# A girl goes to her friend's house, which is at a distance of 12 km. She covers half of the distance at a speed of x km/hr. and the remaining distance at a speed of (x+2)km/hr. If she takes 2 hrs 30 minutes to cover the whole distance, find "x" ?

$4$.

#### Explanation:

This is simple equation problem.

The velocity for half the distance = $x$ km/h.

So, Time taken to cross the first half = $\frac{\frac{12}{2}}{x}$ hours.

The velocity for the other half = $x + 2$ km/h.

So, Time taken to cross the rest = $\frac{\frac{12}{2}}{x + 2}$ hours.

And, $2$ hours and $30$ minutes = $2 \frac{1}{2}$ hours.

So, On with the equation.

$\textcolor{w h i t e}{\times x} \frac{\frac{12}{2}}{x} + \frac{\frac{12}{2}}{x + 2} = 2 \frac{1}{2}$

$\Rightarrow \frac{6}{x} + \frac{6}{x + 2} = \frac{5}{2}$

$\Rightarrow 6 \left(\frac{1}{x} + \frac{1}{x + 2}\right) = \frac{5}{2}$ [Taking the 6 as common part]
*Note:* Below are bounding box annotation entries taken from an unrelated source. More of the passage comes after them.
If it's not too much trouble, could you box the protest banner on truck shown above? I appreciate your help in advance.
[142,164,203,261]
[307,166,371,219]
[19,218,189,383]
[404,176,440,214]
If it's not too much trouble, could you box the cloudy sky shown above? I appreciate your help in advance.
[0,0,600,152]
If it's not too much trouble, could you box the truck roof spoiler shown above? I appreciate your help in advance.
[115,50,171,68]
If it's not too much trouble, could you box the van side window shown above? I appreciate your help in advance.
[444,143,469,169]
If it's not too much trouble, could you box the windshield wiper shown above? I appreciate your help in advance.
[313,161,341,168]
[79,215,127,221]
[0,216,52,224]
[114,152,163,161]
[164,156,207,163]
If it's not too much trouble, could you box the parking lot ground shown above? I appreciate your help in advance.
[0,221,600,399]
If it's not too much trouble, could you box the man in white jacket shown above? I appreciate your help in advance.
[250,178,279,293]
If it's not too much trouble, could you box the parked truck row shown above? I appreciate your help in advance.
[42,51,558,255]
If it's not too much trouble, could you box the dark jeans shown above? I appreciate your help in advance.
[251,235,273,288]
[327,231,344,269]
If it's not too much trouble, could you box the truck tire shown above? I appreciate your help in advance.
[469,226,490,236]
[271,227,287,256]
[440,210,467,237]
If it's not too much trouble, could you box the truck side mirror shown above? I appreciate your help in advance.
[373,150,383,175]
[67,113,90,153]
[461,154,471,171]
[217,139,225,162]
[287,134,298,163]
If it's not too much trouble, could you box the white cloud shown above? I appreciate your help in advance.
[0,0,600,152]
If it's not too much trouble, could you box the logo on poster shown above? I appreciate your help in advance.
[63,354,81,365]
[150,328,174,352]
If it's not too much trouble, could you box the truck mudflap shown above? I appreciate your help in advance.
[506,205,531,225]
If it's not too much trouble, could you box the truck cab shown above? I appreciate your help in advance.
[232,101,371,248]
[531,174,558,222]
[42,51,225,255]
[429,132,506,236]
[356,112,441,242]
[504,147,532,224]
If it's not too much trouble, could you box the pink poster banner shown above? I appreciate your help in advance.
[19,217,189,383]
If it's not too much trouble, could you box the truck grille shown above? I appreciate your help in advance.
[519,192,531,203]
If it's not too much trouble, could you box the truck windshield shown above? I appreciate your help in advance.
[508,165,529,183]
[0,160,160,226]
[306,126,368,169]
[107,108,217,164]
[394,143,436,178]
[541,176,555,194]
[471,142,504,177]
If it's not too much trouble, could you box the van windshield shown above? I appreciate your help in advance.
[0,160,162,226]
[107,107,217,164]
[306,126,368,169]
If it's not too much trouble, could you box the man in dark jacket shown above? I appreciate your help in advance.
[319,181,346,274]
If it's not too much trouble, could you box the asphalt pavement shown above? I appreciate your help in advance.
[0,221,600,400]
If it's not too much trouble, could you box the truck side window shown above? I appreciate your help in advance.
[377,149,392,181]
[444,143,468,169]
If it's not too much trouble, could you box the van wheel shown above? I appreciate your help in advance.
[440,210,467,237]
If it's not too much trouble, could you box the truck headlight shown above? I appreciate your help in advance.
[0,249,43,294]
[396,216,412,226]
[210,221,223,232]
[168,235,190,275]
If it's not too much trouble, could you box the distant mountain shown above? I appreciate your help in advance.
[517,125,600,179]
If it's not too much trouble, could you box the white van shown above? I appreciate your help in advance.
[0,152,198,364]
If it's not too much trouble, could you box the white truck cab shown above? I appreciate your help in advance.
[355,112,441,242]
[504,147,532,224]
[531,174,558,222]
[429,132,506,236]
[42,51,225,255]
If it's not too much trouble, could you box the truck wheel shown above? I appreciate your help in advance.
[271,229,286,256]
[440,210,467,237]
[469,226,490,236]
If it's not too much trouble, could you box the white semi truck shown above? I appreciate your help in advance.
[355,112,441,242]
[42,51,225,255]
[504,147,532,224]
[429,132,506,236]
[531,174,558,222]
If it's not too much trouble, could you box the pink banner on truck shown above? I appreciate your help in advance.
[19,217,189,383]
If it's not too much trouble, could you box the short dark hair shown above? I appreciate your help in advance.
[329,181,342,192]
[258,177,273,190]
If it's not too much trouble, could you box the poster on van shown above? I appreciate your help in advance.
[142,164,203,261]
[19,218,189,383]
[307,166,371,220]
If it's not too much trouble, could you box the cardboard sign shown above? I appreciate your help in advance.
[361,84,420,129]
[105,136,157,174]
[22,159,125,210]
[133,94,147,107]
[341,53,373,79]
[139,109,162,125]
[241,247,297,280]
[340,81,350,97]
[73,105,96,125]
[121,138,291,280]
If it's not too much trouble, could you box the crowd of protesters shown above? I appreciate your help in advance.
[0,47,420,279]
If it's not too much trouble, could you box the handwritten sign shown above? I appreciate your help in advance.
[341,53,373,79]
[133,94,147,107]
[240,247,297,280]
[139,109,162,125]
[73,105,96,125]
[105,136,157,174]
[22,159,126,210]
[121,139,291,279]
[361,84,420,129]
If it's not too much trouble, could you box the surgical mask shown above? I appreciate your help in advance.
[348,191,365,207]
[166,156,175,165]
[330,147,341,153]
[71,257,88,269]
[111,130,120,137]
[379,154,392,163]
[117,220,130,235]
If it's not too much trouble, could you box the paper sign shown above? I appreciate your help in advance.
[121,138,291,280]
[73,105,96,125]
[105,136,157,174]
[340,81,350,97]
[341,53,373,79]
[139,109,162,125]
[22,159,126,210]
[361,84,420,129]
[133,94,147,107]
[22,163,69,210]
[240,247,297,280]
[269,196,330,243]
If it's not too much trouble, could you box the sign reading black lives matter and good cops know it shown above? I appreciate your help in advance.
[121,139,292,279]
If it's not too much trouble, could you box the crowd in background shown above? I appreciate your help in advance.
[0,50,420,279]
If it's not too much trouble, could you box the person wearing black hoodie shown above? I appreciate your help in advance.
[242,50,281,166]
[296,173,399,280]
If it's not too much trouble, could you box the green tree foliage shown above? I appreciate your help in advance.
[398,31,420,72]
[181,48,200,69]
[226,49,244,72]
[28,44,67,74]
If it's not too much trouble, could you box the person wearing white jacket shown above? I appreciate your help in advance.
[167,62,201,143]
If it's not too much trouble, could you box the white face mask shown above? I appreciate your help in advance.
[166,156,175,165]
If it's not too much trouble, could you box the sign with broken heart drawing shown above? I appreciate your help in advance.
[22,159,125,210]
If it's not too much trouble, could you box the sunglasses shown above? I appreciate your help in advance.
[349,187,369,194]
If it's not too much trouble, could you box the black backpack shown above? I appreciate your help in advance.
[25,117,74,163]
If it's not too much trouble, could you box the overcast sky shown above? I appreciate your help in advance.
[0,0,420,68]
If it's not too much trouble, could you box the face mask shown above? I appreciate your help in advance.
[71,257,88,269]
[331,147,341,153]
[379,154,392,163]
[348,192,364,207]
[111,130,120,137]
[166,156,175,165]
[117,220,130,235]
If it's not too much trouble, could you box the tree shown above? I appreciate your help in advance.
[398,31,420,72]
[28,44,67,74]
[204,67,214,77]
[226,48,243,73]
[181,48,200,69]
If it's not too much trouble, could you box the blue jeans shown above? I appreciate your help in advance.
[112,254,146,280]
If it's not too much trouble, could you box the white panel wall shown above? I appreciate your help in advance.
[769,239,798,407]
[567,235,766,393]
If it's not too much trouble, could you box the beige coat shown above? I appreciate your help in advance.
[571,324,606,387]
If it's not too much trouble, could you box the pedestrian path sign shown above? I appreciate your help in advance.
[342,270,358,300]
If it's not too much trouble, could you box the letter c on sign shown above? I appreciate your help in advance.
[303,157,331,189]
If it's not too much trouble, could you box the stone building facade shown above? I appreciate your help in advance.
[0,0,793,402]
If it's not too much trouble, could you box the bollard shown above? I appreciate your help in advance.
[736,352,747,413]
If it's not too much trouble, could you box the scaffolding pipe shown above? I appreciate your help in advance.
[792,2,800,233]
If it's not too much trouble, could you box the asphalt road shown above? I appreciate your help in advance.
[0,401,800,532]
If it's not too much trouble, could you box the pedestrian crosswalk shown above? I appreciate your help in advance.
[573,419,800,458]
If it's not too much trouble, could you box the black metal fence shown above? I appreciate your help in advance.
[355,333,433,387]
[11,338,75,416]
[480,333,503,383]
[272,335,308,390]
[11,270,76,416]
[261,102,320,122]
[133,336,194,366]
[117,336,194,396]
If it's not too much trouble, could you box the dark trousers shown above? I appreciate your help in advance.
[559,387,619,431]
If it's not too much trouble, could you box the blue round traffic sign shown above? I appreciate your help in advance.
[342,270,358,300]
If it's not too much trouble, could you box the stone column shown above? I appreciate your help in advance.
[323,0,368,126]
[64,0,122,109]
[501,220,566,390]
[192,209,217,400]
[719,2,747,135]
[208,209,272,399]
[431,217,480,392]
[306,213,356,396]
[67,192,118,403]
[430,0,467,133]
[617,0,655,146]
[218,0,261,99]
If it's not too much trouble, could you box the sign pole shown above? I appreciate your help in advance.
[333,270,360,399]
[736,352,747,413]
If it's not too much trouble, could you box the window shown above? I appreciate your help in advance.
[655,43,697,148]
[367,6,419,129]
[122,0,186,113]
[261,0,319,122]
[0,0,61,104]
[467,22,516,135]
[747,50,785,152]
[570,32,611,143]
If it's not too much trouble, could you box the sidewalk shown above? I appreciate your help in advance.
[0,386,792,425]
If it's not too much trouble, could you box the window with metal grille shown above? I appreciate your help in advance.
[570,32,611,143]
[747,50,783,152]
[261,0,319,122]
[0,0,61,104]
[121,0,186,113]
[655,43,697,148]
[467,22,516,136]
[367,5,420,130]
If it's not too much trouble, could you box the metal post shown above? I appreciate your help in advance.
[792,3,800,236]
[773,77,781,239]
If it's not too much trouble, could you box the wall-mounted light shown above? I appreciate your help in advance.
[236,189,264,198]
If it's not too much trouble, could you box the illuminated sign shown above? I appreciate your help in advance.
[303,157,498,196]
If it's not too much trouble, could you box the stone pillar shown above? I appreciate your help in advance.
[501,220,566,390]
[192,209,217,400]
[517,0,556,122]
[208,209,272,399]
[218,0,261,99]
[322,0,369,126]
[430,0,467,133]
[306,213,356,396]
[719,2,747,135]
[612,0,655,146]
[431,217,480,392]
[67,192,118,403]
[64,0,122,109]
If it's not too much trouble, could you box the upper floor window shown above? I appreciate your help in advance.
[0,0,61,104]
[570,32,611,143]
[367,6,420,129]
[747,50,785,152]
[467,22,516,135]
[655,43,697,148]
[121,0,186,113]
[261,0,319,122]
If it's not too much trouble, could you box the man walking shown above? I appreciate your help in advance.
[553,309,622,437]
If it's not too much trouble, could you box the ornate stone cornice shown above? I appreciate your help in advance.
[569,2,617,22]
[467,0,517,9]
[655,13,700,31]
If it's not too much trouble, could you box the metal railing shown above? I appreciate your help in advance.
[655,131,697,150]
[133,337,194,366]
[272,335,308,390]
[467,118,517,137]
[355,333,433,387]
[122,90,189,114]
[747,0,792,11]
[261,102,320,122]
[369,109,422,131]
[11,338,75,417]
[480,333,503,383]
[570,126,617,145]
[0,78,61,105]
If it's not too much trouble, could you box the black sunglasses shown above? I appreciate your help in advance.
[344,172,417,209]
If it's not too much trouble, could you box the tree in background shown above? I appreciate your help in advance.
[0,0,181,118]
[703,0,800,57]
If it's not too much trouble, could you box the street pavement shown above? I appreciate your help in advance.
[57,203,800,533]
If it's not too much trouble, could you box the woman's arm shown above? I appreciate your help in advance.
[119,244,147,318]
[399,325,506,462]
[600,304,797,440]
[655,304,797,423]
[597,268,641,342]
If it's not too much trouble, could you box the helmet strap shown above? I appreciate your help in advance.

$\Rightarrow \frac{\left(x + 2\right) + x}{x \left(x + 2\right)} = \frac{5}{2} \cdot \frac{1}{6}$ [Transposed the 6]

$\Rightarrow \frac{x + 2 + x}{{x}^{2} + 2 x} = \frac{5}{12}$

$\Rightarrow \frac{2 x + 2}{{x}^{2} + 2 x} = \frac{5}{12}$ [Simplified using L.C.M]

$\Rightarrow 24 x + 24 = 5 {x}^{2} + 10 x$ [Cross multiplication]

$\Rightarrow 5 {x}^{2} + 10 x - 24 x - 24 = 0$ [Transposing everything to a side of the equation]

$\Rightarrow 5 {x}^{2} - 14 x - 24 = 0$

Now, Use The Sridhar Acharya's Rule or Quadratic Formula to solve this.

And, Don't forget to check the Discriminant first.

$D = {b}^{2} - 4 a c = {\left(- 14\right)}^{2} - 4 \cdot 5 \cdot \left(- 24\right) = 196 + 480 = 676 > 0$

So, Definitely There are two real solutions for $x$ and both are distinct.

Now first solution for $x$ = $\frac{- b + \sqrt{D}}{2 a} = \frac{- \left(- 14\right) + \sqrt{676}}{2 \cdot 5}$

$\textcolor{w h i t e}{\times \times \times \times \times \times \times} = \frac{14 + 26}{10} = \frac{40}{10} = 4$

Now, The second solution for $x$

= $\frac{- b - \sqrt{D}}{2 a} = \frac{- \left(- 14\right) - \sqrt{676}}{2 \cdot 5}$

$\textcolor{w h i t e}{\times \times \times \times \times \times \times} = \frac{14 - 26}{10} = - \frac{12}{10} = - 1.2$

So, $x = 4 , - 1.2$.

But speed can't be negative in any circumstances as distance travelled can't be negative.

So, $x = 4$ is the legitimate value.